2) In Why I Burned My Book: Paul K. Longmore and David Goldberger, “The League of the Physically Handicapped and the Great Depression: A Case Study in the New Disability History,” pp. 53-101

Answer one of the following questions:

1) Drawing on  do you think employers turned against workers with disabilities during the late nineteenth and early twentieth centuries?  Your answer should draw on both Longmore and Williams-Searle.

2) Alternatively, you can summarize in several sentences (or possibly a short paragraph each) your “muddiest point(s)” in Williams-Searle and Longmore.

March 7: Life as a disabled worker

Read:

1) Stephen Mihm, “‘A Limb Which Shall Be Presentable in Polite Society’: Prosthetic Technologies in the Nineteenth Century,” in Artificial Parts, Practical Lives, pp. 282-299 (Blackboard)

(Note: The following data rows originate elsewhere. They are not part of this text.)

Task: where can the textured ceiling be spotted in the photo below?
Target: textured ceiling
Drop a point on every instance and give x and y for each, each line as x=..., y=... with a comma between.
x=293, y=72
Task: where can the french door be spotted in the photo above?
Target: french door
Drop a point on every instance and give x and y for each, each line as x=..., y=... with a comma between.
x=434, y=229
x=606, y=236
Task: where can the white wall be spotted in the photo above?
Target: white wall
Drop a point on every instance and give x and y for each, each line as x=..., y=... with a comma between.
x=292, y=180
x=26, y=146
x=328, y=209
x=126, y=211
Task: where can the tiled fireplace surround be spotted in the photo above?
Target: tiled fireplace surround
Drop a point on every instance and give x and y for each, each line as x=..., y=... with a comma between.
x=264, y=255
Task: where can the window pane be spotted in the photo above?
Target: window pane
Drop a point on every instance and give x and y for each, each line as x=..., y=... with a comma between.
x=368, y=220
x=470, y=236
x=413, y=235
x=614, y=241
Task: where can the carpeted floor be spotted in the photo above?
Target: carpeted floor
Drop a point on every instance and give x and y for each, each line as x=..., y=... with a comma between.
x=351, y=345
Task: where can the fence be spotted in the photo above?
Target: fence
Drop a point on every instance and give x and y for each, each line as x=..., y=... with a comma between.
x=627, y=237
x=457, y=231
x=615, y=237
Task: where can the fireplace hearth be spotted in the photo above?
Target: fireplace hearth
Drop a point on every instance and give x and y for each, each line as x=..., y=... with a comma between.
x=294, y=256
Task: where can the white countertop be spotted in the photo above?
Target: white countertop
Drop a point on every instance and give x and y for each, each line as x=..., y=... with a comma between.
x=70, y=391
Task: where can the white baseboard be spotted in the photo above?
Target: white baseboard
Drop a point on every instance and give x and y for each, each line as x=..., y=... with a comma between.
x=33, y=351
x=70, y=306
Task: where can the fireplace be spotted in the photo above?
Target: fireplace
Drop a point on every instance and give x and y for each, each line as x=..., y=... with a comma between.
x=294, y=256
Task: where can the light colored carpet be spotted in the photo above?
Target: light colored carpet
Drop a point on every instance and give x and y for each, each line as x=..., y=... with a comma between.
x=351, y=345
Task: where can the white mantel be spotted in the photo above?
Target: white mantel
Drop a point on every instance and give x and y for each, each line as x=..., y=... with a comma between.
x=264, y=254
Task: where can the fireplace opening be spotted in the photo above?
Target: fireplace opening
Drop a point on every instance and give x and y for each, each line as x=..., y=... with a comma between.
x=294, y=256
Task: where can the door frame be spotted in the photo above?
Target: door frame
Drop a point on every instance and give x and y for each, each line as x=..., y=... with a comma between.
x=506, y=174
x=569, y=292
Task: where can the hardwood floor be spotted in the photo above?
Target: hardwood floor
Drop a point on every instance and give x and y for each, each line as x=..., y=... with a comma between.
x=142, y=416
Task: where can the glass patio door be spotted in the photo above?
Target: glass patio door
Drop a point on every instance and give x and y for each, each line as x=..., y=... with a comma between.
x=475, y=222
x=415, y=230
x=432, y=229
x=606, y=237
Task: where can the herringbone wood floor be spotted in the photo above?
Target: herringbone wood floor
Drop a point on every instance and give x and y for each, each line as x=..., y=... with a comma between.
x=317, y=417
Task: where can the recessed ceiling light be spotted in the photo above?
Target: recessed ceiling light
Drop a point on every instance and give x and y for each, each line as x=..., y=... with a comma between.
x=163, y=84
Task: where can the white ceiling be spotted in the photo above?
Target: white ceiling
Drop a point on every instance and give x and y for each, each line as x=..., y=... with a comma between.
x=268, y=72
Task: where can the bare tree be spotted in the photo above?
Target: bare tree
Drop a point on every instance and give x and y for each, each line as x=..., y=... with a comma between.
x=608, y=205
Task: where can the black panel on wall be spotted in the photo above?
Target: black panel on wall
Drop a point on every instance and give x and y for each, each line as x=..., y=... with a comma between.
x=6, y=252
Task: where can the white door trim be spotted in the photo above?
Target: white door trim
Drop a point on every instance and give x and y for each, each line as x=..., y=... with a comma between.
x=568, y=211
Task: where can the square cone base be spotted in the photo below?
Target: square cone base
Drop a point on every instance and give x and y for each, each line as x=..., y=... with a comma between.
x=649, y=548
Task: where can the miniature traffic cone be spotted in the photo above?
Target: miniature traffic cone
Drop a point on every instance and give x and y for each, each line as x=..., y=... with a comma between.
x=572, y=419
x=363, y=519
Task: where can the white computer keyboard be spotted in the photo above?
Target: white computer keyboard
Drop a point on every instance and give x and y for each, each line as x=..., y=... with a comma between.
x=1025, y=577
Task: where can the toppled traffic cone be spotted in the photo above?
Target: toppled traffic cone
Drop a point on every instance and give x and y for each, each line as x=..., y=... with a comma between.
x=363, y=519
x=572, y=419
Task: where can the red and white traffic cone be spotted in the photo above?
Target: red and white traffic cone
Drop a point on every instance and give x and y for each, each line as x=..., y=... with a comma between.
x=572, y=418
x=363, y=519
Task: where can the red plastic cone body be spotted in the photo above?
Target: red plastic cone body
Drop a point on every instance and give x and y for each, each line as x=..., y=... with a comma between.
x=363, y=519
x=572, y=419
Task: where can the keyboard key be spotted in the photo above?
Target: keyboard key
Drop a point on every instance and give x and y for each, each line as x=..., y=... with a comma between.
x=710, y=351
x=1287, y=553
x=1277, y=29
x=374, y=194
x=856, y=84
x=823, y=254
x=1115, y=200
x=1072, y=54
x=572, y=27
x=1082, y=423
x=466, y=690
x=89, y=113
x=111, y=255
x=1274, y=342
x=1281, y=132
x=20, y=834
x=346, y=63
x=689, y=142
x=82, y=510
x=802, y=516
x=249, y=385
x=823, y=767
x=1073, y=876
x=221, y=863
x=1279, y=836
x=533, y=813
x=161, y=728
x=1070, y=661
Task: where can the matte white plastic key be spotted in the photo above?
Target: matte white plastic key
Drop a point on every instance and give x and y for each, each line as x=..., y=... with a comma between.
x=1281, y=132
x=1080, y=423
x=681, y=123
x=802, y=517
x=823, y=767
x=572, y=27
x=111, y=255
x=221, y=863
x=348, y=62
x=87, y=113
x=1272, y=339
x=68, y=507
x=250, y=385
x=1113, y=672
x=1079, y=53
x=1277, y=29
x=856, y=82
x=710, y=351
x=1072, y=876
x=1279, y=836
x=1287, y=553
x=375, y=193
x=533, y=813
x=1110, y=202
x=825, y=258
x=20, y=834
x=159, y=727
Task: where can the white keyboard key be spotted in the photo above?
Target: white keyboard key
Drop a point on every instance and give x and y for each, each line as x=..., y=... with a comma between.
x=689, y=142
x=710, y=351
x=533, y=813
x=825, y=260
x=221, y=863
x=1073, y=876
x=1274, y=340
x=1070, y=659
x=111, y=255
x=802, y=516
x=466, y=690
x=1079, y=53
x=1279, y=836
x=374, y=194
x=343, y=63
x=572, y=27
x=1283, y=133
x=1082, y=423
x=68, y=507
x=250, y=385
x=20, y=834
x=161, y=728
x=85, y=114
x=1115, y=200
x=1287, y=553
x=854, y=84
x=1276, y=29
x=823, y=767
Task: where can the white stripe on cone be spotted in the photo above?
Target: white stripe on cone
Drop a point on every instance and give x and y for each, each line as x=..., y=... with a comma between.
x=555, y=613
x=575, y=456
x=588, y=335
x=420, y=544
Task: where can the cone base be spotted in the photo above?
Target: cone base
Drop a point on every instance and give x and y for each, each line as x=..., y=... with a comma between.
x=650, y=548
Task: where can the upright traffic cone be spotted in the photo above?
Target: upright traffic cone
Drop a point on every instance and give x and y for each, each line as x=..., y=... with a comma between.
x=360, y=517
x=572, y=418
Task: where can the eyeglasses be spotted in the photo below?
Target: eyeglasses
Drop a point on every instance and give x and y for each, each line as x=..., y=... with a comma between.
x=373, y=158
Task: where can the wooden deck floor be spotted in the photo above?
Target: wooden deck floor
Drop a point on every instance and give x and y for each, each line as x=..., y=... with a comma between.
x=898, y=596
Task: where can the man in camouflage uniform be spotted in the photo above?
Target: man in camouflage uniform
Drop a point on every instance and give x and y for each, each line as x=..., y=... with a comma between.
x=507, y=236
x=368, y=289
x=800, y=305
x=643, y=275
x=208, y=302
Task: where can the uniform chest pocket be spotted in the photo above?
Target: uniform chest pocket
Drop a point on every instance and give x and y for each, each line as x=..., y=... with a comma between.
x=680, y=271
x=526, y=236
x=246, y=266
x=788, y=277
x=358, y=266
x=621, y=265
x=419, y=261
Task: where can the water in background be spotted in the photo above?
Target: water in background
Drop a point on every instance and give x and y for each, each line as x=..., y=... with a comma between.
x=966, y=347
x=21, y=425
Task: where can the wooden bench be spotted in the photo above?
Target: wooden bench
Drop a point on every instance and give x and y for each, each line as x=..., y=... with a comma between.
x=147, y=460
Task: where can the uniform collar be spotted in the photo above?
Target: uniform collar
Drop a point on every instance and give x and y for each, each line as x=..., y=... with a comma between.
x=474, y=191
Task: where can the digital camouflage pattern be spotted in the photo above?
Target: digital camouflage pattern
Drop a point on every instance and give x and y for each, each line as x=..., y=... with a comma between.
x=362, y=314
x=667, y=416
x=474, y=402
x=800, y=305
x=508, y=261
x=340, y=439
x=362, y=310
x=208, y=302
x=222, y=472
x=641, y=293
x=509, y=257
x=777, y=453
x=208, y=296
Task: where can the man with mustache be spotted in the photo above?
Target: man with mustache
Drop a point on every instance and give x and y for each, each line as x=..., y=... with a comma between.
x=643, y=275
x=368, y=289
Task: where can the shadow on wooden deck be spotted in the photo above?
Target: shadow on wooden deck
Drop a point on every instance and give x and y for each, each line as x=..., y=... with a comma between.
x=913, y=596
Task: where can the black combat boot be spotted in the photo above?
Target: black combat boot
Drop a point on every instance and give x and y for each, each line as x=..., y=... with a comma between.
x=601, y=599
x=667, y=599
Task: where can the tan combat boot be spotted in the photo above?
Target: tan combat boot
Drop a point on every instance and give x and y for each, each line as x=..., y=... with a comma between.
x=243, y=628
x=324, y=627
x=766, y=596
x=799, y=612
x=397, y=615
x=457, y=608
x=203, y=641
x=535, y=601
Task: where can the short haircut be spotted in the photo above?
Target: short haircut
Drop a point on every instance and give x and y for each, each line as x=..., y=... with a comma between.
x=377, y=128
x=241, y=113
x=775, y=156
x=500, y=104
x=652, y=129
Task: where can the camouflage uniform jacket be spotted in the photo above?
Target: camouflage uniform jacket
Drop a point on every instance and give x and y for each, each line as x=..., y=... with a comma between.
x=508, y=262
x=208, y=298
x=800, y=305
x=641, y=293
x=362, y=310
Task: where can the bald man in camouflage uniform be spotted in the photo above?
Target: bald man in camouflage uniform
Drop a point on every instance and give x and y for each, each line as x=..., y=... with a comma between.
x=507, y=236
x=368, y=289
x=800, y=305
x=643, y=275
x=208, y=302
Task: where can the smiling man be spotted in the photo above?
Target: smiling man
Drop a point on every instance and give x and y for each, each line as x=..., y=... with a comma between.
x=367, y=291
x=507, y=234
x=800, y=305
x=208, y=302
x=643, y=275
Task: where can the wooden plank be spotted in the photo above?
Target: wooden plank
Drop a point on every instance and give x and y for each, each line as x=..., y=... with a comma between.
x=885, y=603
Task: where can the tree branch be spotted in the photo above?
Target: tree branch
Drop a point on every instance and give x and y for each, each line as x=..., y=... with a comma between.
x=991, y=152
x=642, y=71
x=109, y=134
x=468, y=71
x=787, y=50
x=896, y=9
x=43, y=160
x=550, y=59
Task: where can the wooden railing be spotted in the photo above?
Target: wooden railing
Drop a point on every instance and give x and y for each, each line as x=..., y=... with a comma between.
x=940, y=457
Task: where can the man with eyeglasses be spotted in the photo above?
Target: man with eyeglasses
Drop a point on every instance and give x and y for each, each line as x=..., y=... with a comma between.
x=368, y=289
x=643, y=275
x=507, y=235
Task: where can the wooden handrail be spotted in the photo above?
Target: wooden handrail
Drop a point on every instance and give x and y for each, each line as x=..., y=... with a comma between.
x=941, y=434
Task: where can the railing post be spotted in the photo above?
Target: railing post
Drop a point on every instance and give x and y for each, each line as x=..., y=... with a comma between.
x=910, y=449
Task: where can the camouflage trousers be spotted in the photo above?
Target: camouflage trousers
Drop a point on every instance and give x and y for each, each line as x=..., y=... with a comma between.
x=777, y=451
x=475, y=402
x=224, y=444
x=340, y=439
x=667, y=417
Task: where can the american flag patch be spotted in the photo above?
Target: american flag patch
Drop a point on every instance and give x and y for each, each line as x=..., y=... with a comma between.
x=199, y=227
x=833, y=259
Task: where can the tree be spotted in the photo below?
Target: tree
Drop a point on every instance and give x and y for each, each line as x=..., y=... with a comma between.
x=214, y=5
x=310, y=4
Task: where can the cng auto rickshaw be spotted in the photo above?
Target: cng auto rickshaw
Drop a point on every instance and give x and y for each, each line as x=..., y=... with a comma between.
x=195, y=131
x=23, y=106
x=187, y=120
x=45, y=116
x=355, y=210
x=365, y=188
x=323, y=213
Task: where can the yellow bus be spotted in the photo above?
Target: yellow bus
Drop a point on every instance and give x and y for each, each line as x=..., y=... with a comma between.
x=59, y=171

2) Robert M. Buchanan, Illusions of Equality: Deaf Americans in School and Factory, 1850-1950 (Gallaudet University Press, 1999), ch. 5 (pp. 69-84) (Blackboard)

3) In The New Disability History:  Natalie A. Dykstra, “‘Trying to Idle’: Work and Disability in The Diary of Alice James,” pp. 107-132

Answer one of the following questions;

1) Drawing on at least two of the readings, discuss what it was like to be a worker with a disability in the late nineteenth and early twentieth centuries.

2)  Alternatively, you can summarize in several sentences (or possibly a short paragraph each) your “muddiest point(s)” in at least two articles or a single point that draws on at least two articles.